Taiwan has suspended the sales of Huawei's three recent smartphones after they were reported to be incorrectly labeling "Taiwan" as "Taiwan, China". Following a recent security update, Huawei's P30, P30 Pro and Nova 5T smartphones were found to be listing "Taiwan" as "Taiwan, China" for timezones and contacts. Taiwan's National Communications Commission (NCC) has subsequently banned the sale of the three smartphones and has communicated the same to local distributor Xunwei Technologies.
Xunwei Technologies said it is communicating with Huawei over the issue, CNA reports. The smartphones will remain banned until the Chinese phone maker makes the necessary corrections. NCC also threatened to permanently ban the sales if Huawei refuses to bow.
"The labeling in these phones does not reflect the facts and has even hurt the dignity of our country," the NCC said in a statement. The commission vows to take strict measures to maintain national dignity.
The political status of Taiwan is a hugely sensitive issue. While China claims Taiwan to be a part of its territory awaiting reunification, the latter has remained a self-governed, democratic state for the last seven decades and refuses to consider itself a part of China.

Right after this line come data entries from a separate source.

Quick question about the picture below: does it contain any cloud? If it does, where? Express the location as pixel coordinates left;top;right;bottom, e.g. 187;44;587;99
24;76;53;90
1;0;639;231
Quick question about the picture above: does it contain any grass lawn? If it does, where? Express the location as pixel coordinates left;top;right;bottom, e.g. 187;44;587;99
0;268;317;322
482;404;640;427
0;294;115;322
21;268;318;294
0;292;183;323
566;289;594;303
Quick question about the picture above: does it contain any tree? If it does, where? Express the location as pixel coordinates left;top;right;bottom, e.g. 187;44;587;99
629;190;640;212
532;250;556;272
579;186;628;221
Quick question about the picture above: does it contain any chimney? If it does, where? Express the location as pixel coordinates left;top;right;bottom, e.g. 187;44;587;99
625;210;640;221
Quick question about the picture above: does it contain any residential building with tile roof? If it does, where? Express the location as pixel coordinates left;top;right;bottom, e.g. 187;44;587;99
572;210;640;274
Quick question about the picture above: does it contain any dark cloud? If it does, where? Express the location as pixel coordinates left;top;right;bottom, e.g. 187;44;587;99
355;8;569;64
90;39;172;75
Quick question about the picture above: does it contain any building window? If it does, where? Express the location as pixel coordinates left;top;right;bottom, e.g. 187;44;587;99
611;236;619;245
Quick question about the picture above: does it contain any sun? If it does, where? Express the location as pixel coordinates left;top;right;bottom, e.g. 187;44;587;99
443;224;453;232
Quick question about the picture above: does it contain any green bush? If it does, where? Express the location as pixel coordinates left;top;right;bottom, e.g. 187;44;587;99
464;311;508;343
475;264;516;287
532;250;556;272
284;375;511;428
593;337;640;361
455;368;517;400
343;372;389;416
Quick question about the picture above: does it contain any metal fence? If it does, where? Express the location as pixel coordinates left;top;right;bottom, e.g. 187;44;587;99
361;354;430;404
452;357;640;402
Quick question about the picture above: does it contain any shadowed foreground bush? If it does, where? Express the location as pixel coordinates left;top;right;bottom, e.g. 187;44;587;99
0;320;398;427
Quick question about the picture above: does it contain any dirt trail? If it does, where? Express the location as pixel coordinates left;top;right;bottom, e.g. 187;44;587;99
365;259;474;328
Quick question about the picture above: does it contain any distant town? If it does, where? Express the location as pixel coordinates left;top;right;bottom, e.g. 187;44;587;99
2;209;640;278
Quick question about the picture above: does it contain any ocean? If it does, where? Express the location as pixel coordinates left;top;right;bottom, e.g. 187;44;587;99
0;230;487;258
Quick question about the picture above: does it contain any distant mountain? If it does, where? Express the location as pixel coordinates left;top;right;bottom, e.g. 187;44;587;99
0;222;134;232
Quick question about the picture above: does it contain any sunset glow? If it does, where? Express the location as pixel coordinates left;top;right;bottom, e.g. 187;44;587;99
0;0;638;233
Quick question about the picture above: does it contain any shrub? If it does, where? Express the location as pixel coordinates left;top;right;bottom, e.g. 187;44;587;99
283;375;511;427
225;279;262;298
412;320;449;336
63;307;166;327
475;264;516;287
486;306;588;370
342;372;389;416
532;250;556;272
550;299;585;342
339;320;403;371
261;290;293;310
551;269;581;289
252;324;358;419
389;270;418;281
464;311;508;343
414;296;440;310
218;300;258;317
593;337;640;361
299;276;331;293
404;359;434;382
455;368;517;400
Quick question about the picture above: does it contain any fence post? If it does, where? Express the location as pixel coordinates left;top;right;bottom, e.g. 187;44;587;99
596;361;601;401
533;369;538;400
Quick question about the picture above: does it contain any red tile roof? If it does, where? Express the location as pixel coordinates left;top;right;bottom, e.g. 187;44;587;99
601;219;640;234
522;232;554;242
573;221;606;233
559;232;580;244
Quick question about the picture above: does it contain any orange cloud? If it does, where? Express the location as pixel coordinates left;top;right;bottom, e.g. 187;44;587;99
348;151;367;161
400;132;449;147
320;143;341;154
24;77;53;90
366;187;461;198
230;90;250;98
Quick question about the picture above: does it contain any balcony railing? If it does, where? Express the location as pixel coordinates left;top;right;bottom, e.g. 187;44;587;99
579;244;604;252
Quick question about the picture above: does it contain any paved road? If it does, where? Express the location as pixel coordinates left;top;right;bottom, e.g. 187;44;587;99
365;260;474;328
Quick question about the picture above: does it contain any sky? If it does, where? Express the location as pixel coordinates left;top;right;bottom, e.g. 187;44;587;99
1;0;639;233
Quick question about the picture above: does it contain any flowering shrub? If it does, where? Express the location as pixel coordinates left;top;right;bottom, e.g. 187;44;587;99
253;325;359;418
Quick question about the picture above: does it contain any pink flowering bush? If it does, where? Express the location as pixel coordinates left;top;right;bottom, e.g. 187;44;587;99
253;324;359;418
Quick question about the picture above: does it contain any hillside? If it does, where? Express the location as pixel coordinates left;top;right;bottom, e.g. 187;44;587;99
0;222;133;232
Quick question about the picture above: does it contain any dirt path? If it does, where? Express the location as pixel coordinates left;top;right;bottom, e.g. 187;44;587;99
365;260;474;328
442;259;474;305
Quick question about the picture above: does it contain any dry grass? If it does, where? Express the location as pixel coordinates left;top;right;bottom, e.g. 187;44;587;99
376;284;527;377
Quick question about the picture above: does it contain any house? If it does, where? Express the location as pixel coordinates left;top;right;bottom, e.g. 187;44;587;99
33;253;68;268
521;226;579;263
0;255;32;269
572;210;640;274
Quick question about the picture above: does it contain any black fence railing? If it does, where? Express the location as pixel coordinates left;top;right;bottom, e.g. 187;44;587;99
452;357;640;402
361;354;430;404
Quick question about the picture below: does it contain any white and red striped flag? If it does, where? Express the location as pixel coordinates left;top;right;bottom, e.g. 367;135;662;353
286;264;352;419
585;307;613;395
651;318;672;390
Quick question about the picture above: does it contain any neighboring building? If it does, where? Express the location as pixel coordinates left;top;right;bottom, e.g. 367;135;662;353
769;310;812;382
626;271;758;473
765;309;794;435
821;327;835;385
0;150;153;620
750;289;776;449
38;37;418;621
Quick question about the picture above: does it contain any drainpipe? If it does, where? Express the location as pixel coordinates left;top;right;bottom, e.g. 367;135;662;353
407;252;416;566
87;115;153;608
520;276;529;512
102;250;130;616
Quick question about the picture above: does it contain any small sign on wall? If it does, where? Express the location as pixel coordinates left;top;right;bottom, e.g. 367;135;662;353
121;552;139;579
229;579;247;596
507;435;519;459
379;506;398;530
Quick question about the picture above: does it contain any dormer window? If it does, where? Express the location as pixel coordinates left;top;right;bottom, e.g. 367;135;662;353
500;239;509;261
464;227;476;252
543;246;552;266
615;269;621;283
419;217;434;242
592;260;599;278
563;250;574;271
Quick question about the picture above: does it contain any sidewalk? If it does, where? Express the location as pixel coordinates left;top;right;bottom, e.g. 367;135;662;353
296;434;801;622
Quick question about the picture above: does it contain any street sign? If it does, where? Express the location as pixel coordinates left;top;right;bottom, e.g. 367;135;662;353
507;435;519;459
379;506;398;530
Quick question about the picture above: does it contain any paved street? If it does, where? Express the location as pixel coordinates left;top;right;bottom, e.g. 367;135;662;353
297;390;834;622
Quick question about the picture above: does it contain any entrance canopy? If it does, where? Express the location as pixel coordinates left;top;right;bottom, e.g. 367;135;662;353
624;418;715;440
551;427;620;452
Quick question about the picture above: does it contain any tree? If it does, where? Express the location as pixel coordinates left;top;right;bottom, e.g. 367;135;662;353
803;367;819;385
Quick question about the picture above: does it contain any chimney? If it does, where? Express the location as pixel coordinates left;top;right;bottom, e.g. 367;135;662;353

Big international brands, however, often bow to China's stance on Taiwan. Huawei itself has previously come under fire in the country for an exactly opposite offense – not labeling the cities of Taipei, Hong Kong, and Macau as part of China.
Most recently, French luxury goods company Dior had to issue an apology for using a map of China that excluded Taiwan in a presentation. "Dior always respects and upholds the One China principle, strictly safeguards China's sovereignty and territorial integrity, and treasures the feelings of the Chinese people," the company said in a statement.
Last month, Italian luxury car manufacturer Maserati also cut sponsorship ties with Taiwan's Golden Horse film awards, under pressure from China.
Taiwan threatens to revoke the certification
In response to Huawei's recent actions, the NCC has asked phone and tablet makers across the world to list Taiwan properly in their devices. The commission threatens to revoke their certification if they fail to do so in the future, Taiwan News reports.
Going forward, NCC would require mobile device manufacturers to sign an affidavit while applying for certification. They would require to correctly label Taiwan in their operating systems, as well as built-in applications. If they make any undesirable changes afterward, the certification will be revoked and the product will be banned permanently in Taiwan.